Historiador X Jornalista

Mesa no fHist debateu os encontros e desencontros entre as obras de jornalistas e os rigores acadêmicos exigidos por historiadores

Felipe Sáles

  • Mesa com jornalistas provocou polêmica com o públicoCom muito humor e polêmica, a mesa “História para muitos” reuniu Lucas Figueiredo, Sérgio Bandeira de Mello e Eduardo Bueno, sob a mediação de Oldimar Cardoso, para discutir o trabalho de jornalistas que vêm ajudando a difundir grandes momentos da história nacional – e, também, os conflitos que essas obras geram junto ao mundo acadêmico. Bueno alegou que seus livros também podem ser utilizados como fontes de pesquisa, embora tenham como principal característica introduzir o grande público a temas históricos; e defendeu que não tem a pretensão de ser historiador: o que escreve é outro tipo de literatura, uma literatura popular que também pode ser feita pelo acadêmico desde que este escreva de forma mais fluida e acessível.

    “Nosso trabalho é encantar o cliente. Se alguém tem de sofrer com o livro, que seja o autor, não o leitor. Eu sofro para escrever para que meu leitor não passe por isso”, argumentou Bueno. “O que eu faço é uma ponte com o pop, pois sempre fui ligado ao rock e à cultura popular sem perder a erudição. O que consta em meus livros é fidedigno, mas eles nasceram como um convite lúdico para navegar na História. O ideal seria o cara pegar o livro e ler toda a bibliografia”.

    Ciência popular

    Oldimar Cardoso definiu as obras de “jornalistas historiadores” como ciência popular, que são apenas diferentes dos trabalhos de divulgação científica e história científica – classificação esta vigente, por exemplo, na Alemanha.

    Lucas Figueiredo e os demais membros da mesa concordaram, destacando momentos de fusão entre os trabalhos dos dois profissionais.

    “Jornalistas sempre se meteram no campo da história, só que agora há sucesso comercial.
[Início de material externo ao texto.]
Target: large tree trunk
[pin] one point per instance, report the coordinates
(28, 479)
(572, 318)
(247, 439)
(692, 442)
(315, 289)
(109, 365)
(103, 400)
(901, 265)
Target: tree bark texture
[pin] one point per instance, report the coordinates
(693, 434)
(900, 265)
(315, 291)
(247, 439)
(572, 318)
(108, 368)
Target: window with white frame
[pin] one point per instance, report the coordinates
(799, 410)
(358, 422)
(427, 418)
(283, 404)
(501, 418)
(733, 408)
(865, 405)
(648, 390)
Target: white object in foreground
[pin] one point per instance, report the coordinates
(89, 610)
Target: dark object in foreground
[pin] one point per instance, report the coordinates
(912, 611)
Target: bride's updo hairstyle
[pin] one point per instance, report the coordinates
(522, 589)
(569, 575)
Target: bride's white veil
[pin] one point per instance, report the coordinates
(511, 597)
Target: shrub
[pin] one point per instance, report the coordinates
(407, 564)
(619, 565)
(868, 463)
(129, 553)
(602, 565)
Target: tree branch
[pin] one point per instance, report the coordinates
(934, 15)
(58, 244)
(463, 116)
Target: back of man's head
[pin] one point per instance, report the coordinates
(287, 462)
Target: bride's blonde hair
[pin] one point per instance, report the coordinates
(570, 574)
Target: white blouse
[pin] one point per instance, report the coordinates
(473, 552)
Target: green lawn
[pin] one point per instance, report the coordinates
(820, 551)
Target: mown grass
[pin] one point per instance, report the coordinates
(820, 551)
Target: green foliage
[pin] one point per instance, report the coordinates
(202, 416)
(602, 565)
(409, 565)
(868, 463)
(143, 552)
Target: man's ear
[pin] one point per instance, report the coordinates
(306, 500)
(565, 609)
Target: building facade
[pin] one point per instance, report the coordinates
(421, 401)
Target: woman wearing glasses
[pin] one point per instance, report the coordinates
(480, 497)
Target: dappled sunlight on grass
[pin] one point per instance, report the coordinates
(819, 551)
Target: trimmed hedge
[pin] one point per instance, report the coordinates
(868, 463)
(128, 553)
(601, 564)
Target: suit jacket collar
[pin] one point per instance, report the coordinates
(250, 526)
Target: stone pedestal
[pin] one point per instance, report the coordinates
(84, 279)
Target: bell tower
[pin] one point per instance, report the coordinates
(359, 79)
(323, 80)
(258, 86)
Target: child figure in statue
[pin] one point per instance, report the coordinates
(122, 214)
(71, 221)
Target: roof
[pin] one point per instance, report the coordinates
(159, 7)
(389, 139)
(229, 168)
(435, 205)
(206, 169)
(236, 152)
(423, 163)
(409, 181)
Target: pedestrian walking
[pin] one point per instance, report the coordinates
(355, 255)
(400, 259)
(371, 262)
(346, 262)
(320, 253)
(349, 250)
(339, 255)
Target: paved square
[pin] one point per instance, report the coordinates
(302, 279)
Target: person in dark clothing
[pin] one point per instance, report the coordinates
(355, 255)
Existem grandes livros feitos por jornalista que se embrenharam na História, como Roberto Pompeu de Toledo em “Capital da solidão”, que conta o surgimento da metrópole paulista”, lembra Figueiredo. “O público está querendo consumir história e, naturalmente, os jornalistas têm mais facilidade de se comunicar com o leitor”.

    Bueno concordou, mas ponderou:

    “Tanto jornalistas como historiadores estão em busca de algo, perseguem fatos e documentos. Mas é absurdamente injusto querer comparar a obra e o texto do historiador com a obra e o texto do jornalista. Minhas características jornalísticas norteiam toda a minha obra, o que não poderia ser diferente após 25 anos em redação. Então, meu texto tem ganchos, frases de efeito e truques que aprendi na profissão, assim como também tem defeitos típicos como simplificações e generalizações, riscos que eu corri inconscientemente, mas que o historiador não pode jamais cometer. Porém não estou justificando: o historiador tem de tentar escrever o melhor possível. Ele é submetido a amarras e pressões diferentes, mas não nada disso é justificativa para escrever mal”, discursou Bueno.